Mais comment elle a fait pour se perdre ? On ne peut pas se tromper. Une seule route. Une seule sur la gauche. Avant l'étang. Elle a dépassé le mur au lierre, a longé l'étang (je lui avais dit AVANT l'étang), a filé vers la déchèterie, a dépassé la ferme des Jean, et là, j'imagine, elle a commencé à se poser des questions.
J'ai fait un demi-tour sur le parking de la coopérative, suis revenue sur mes pas, ai de nouveau longé l'étang puis j'ai tourné à droite en arrivant au vieux mur au lierre. Pas de quoi en faire une salade.
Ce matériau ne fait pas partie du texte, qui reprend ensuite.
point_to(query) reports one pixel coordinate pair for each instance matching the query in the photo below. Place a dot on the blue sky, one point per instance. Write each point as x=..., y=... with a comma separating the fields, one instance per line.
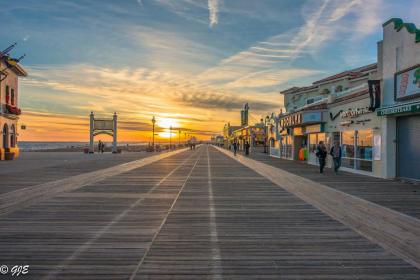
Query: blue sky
x=196, y=61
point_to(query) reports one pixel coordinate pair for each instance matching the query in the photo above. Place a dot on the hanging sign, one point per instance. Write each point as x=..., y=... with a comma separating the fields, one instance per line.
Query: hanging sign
x=354, y=113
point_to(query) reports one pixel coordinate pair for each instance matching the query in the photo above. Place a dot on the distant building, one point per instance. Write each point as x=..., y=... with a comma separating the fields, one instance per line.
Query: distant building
x=336, y=108
x=10, y=71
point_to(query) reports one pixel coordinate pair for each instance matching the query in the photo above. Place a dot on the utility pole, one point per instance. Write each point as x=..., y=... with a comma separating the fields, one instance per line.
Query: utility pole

À peine vingt minutes de retard.
Sur le coup, ça m'a surprise. Je suivais la voiture de Nicole. Elle n'a pas ralenti en approchant du vieux mur. Elle a filé tout droit. Je n'ai pas réfléchi plus, j'ai mis mon clignotant et j'ai tourné à gauche. J'ai appelé Pierrot pour lui dire que j'avais vu filer Nicole vers la déchèterie. « Elle est pas ouverte à cette heure ! » C'est tout ce qu'il a trouvé à dire, ce grand dépendeur d'andouilles.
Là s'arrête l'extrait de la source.